Am J Reprod Immunol. 1991 Jan;25(1):16-7. doi: 10.1111/j.1600-0897.1991.tb01057.x.
A paired sequential trial was undertaken to establish whether paternal mononuclear cells improved the prognosis in couples with recurrent abortions. For this purpose, 10(7)-10(8) cells obtained from the blood of partners were injected intravenously, subcutaneously, and intra-dermally into women who had had three or more consecutive miscarriages with the same partner. Control women were given normal saline, injected in the same manner. The result of the sequential analysis showed that there was no significant beneficial effect of the cells compared to control. The overall success rate was 70% (32/46 couples). The success rate in patients given cells was 62% (13/21), while in those given saline it was 76% (19/25). While the overall success rate in this study compares with a number of other studies, we find an equally high success rate with non-immunized patients. We conclude that the value of immunization for the prevention of recurrent miscarriage has not been established.

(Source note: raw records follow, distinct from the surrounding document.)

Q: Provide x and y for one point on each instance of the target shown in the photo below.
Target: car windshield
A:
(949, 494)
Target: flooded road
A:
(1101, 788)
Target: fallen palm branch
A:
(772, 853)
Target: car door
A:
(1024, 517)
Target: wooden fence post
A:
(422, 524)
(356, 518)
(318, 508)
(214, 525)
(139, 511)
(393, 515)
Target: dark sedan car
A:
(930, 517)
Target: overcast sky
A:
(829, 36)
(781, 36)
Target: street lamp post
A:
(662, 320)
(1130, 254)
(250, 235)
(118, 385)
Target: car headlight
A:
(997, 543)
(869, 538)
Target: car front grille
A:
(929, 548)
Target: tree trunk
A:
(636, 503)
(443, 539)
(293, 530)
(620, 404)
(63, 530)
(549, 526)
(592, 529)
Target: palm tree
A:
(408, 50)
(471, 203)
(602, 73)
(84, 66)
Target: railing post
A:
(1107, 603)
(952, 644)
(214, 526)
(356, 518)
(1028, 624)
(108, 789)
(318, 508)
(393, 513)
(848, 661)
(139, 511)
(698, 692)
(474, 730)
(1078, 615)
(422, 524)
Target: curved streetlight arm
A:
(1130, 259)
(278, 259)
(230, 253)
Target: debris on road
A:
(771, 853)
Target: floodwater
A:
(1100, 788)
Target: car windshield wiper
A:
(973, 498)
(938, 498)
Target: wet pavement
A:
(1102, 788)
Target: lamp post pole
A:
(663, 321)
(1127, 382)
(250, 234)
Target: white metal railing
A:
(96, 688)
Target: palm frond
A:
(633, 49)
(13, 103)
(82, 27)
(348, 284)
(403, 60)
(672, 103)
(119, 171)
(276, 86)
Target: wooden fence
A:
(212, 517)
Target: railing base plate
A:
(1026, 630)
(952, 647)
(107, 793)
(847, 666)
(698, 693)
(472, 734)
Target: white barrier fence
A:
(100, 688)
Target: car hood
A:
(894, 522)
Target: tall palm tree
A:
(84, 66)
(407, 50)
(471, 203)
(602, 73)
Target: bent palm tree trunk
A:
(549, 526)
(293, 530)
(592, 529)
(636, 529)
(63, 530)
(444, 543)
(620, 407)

进行了一项配对序贯试验,以确定父亲的单个核细胞是否能改善反复流产夫妇的预后。为此,从伴侣血液中获取的10(7)-10(8)个细胞通过静脉、皮下和皮内注射到与同一伴侣连续发生三次或更多次流产的女性体内。对照组女性以相同方式注射生理盐水。序贯分析结果显示,与对照组相比,细胞没有显著的有益效果。总体成功率为70%(46对夫妇中的32对)。接受细胞注射的患者成功率为62%(21例中的13例),而接受生理盐水注射的患者成功率为76%(25例中的19例)。虽然本研究的总体成功率与其他一些研究相当,但我们发现未进行免疫治疗的患者成功率同样很高。我们得出结论,免疫预防反复流产的价值尚未确立。